Sophie was an only child - she'd been doted on for years and years. Not by her father, who was far too busy to pay attention to his young daughter. And not by her mother, who's climbing social status proved to be much more important than her own young child. But by several live-in nannies that raised her nearly from birth to the time she moved out.

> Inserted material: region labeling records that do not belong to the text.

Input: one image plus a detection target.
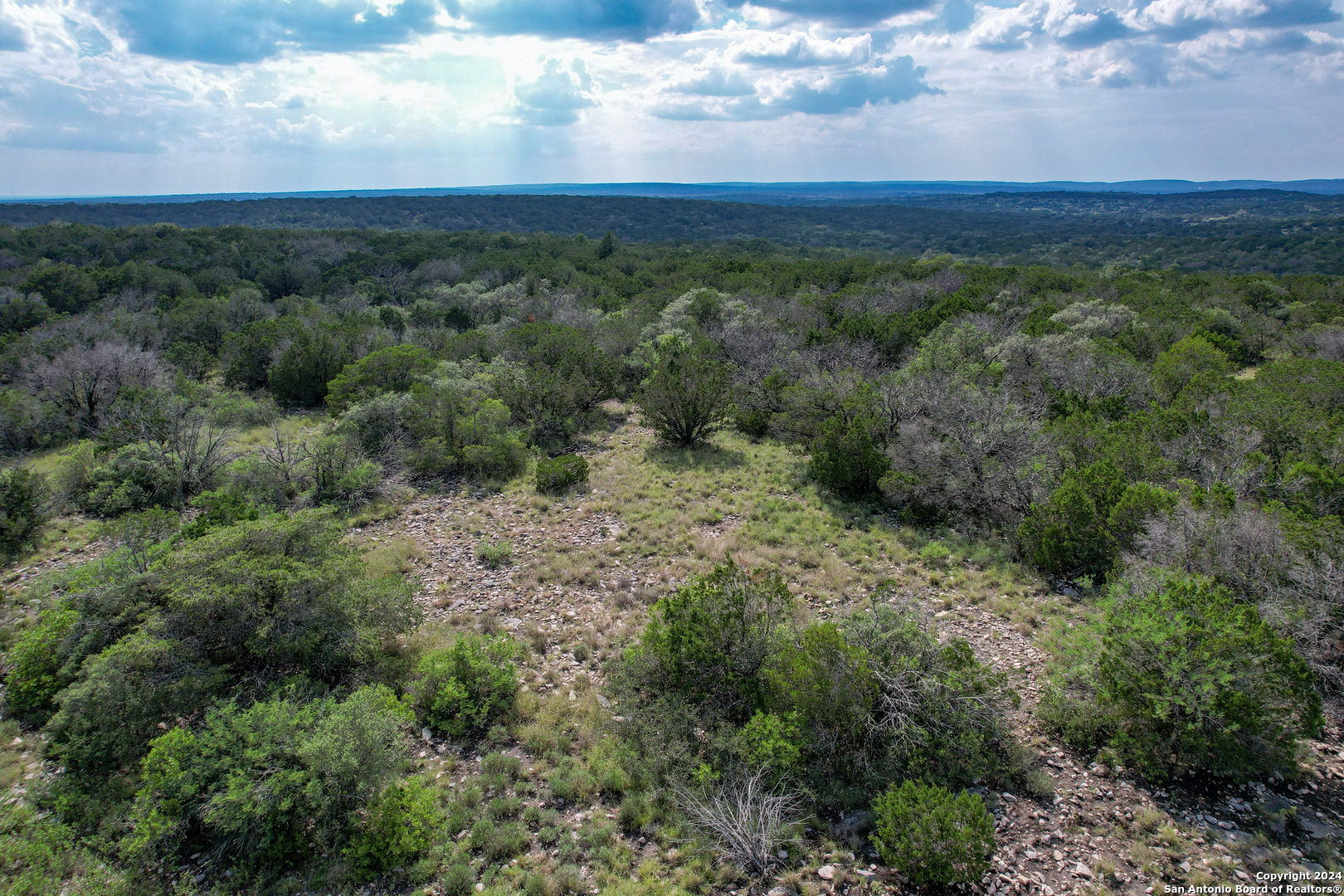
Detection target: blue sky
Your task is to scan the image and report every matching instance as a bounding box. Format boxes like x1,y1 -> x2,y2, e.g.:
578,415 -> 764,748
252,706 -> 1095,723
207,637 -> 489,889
0,0 -> 1344,196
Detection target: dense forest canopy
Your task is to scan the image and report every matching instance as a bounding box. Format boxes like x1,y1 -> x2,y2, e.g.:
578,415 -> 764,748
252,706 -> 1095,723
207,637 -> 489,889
0,217 -> 1344,896
0,189 -> 1344,274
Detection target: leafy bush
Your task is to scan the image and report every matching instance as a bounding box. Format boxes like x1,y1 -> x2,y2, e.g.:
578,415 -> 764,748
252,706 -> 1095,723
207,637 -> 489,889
457,399 -> 527,478
536,454 -> 587,494
5,607 -> 78,724
412,635 -> 519,738
128,685 -> 408,870
475,542 -> 514,570
0,466 -> 51,553
438,863 -> 475,896
626,560 -> 793,724
266,329 -> 353,407
635,337 -> 733,446
872,781 -> 995,884
47,510 -> 419,782
327,345 -> 434,414
808,415 -> 891,499
612,564 -> 1019,814
470,818 -> 533,864
182,489 -> 261,538
58,443 -> 183,517
210,392 -> 280,429
345,778 -> 444,880
1017,460 -> 1176,583
1095,575 -> 1321,778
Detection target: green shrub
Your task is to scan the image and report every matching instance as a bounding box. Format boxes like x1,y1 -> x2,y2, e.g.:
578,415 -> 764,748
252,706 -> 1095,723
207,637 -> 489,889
126,685 -> 408,869
626,560 -> 793,724
546,757 -> 597,803
58,443 -> 189,517
1017,460 -> 1176,583
210,392 -> 280,430
412,635 -> 519,738
47,510 -> 419,783
635,336 -> 733,446
475,542 -> 514,570
536,454 -> 587,494
1095,575 -> 1321,778
808,415 -> 891,499
438,863 -> 475,896
0,466 -> 51,553
872,781 -> 995,884
5,607 -> 80,724
485,796 -> 523,821
182,489 -> 261,538
345,778 -> 441,880
481,752 -> 523,781
470,818 -> 533,864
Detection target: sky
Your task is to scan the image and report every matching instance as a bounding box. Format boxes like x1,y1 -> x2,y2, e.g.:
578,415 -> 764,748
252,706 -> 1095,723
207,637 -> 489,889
0,0 -> 1344,197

It was the this reason (and honestly, likely many other ones as well) that Sohpie had a serious chip on her shoulder. The majority of people who met Soph disliked her almost immediately - you had to give her time to open up to you, but most people don't have the time or the patience to wait on a new friend. She was a very private, angry person, and it came as a surprise to everyone who met her. Most blamed it on being the heir to a nearly billion dollar fortune - with money, comes attitude. But in actuality, it was nothing like that at all. You all know the saying, 'Money can buy you Happiness'. When I was young, I believed it more than anything. Growing up in complete poverty and with the family I did, it seemed like no truer words had ever been spoken. After meeting Sophie, I realized just how false that saying was.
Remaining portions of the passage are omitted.